Something about the way his brother had said that made Marcus bristle. “There is nothing to be done.” He turned to the window. “Lucina is mistaken.”
He clenched his hands and forced himself to breathe slowly as the walls shivered around him. There could be no hunters, because if there were, every member of his nest was in danger while he remained stuck in his castle like a coward.
“Do you intend to turn Miss Belltree?” Cordon asked.
“Eventually,” Marcus said. “She will need time to adjust to the idea.”
He didn’t want to consider what he’d do if she reacted poorly. There was always his eldest nest sister, Seraphina, who could erase human memories, but there would still be the problem of Winifred being his wife.
“You should cancel the wedding,” Cordon said suddenly. “You hardly know Miss Belltree. It could be a trap.”
Marcus did not dignify that comment with a response. In reality, he knew more about Winifred than his own siblings. He knew she struggled with crowds and loud noises, that she always slept on her side, and that she was equally excited and anxious for their upcomingunion. Instead of talking to his brother, he should have been finding her and easing her worries. He could only imagine how terrified she must be, preparing to become the wife of a man she had never seen. She would be second-guessing her choices even now. Any rational woman would be.

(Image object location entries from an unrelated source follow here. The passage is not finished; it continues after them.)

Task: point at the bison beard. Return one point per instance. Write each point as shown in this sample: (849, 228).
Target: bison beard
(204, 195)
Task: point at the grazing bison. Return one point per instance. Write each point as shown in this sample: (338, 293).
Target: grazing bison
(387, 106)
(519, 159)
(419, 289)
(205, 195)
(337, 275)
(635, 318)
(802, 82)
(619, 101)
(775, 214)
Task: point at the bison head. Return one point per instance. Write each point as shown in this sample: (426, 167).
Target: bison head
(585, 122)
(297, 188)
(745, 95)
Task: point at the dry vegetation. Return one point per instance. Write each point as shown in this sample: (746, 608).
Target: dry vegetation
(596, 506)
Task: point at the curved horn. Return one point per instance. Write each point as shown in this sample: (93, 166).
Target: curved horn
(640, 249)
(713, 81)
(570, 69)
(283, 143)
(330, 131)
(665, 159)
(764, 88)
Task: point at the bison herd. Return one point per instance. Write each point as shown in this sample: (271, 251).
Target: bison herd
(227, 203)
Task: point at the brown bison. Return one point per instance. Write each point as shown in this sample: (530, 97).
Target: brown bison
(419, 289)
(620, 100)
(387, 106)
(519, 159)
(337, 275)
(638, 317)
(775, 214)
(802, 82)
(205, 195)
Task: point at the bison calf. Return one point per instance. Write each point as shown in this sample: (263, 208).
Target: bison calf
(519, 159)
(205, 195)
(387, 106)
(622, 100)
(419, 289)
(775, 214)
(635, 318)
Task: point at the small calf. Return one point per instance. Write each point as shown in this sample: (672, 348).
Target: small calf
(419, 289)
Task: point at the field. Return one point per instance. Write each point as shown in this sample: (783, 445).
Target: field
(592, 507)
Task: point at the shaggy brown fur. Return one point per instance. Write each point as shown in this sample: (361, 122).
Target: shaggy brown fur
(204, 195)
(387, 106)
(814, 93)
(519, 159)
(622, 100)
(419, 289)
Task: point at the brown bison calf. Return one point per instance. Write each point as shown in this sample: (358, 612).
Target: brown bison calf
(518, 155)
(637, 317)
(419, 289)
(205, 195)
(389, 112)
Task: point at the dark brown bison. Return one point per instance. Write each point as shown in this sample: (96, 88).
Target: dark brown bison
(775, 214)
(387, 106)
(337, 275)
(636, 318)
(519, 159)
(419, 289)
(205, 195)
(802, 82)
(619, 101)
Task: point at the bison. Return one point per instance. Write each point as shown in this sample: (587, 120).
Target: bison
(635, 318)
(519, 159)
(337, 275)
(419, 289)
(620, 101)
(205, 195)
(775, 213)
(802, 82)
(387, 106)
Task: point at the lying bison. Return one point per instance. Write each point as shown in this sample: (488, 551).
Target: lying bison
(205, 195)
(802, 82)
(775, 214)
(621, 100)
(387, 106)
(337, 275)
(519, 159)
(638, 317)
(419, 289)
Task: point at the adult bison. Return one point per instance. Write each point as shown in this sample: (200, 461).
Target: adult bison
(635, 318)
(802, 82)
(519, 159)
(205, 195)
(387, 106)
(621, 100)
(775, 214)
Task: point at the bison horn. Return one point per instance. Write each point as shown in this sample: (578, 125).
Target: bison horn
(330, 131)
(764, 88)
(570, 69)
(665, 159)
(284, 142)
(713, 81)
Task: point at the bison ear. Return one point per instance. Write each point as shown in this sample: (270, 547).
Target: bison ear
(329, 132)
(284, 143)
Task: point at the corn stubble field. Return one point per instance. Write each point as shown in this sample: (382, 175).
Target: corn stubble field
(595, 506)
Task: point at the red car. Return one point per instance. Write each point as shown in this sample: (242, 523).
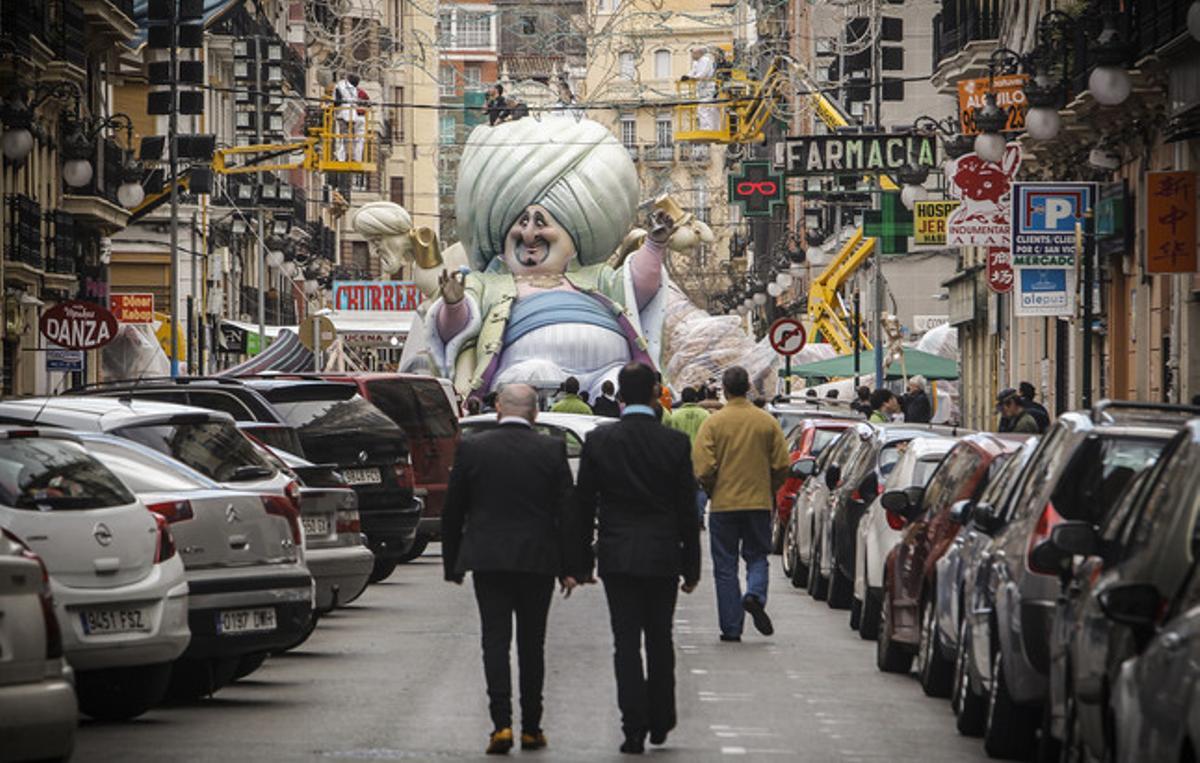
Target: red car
(910, 569)
(421, 408)
(805, 440)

“She’s not who you think she is,” Cordon said.
“Of course she isn’t,” a tall, black-haired man wearing a baggy sack coat said as he swaggered into the room from behind Cordon. “All women are tricksters.”
Marcus’s pleasure at seeing his youngest brother, Jonathan, for the first time in months was so overwhelming that he almost enveloped the man in a hug before remembering that Marguerite would never have done anything of the kind. Instead, he inclined his head. “It is good to see you, Jonathan.”
“Do not tell me you missed me.” Jonathan put his hands in his pockets, looking around as if evaluating the small space the way he might assess a museum or a bank vault. He was one of the most accomplished thieves in all of Europe, in part because he could walk into a business three times wearing a different disguise and never be recognized.